EU Calls On China, U.S. to ‘Step Up’ on Global Climate Fight
(Bloomberg) -- European Commission President Ursula von der Leyen used her annual state of the union address to call on China and other nations to join the EU in its ambitious plans to combat climate change and to meet Paris Agreement targets.
The European Union has pledged to deepen its emissions reductions by at least 55% by 2030 from 1990 levels, a goal that has already become legally binding. And while nations globally committed in 2015 to revise their pollution-cutting goals by 2020, almost a third, including China, haven’t done it yet.
Speaking to lawmakers in Strasbourg, France, on Wednesday, von der Leyen promised an additional 4 billion euros ($4.7 billion) to support developing countries make the green transition and urged others to do their part. A decade ago, rich nations said they would mobilize $100 billion a year by 2020 to help poorer countries deal with the impacts of climate change, but that target hasn’t been met and is set to become a sticking point at a United Nations conference in Glasgow in November.
“We delivered on our commitments -- team Europe contributes $25 billion a year -- but others still leave a gaping hole toward reaching the global target,” she said.
“Europe is ready to do more,” she said. “But we expect the U.S. and our partners to step up too.”
The planet’s warming must be limited within 1.5 degrees Celsius to avoid the most catastrophic impacts of climate change, scientists have warned. The current path is 3 degrees warmer by the end of the century.

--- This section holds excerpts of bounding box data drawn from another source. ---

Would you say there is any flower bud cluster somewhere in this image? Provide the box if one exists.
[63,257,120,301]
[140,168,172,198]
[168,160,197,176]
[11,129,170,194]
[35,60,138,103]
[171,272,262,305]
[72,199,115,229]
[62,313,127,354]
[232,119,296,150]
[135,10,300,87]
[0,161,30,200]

Von der Leyen also used the speech to touch on other issues central to the bloc, such as defense and trade.
The commission president touted the bloc’s response to Covid-19 while underscoring the urgent need to boost global vaccination rates.
Von der Leyen promoted the fact that the European Union has fully vaccinated more than 70% of its adult population and is now among the world’s leaders in its pandemic response.
The EU’s response is all the more remarkable given the slow initial rollout of its vaccine campaign, which lagged major countries like the U.S. and the U.K. and was marred by embarrassing missteps, such as infighting over which vaccines to support. Von der Leyen also highlighted the lack of vaccines for the global community and pledged to donate 200 million additional doses to the rest of the world, boosting the EU’s total donations to 450 million doses.
“We delivered to Europe, we delivered to the rest of the world, we did it the right way, we did it the European way, and I think it worked,” von der Leyen said. “The next year will be another test of character -- I know Europe will pass the test.”
Von der Leyen addressed broader economic challenges, saying the EU needs to make a substantial investment to boost its production of semiconductors to address critical gaps in the manufacturing supply chain.
She said the European Commission would present a new European chips act in the coming weeks aimed at linking together world-class research, design, testing and production capabilities.
Calling it “a matter of tech sovereignty,” she said that EU nations need to “jointly create a state-of-art chip ecosystem.”
Von der Leyen said the EU must “be a world leader again. This should be our aim.”
Von der Leyen touched upon the need for the EU to increase its autonomy and create a European Defense Union, leveling criticism at member states for failing to move faster on the issue.
She said that under France’s rotating presidency of the EU early next year, she and President Emmanuel Macron will call a summit on European defense.
The commission chief said a new EU-North Atlantic Treaty Organization general declaration would be presented by the end of the year, with governments needing to reflect more on “the deeply troubling questions” raised by the U.S.-led evacuation from Afghanistan.
“Europe can and clearly should be able and willing to do more on its own,” von der Leyen said, calling for a new European Defense Union. She said she believes that EU battlegroups or rapid entry forces for crises in foreign areas “will be part of the solution.” She added: “What has held us back until now is not just a shortfall of capacity -- it is the lack of political will.”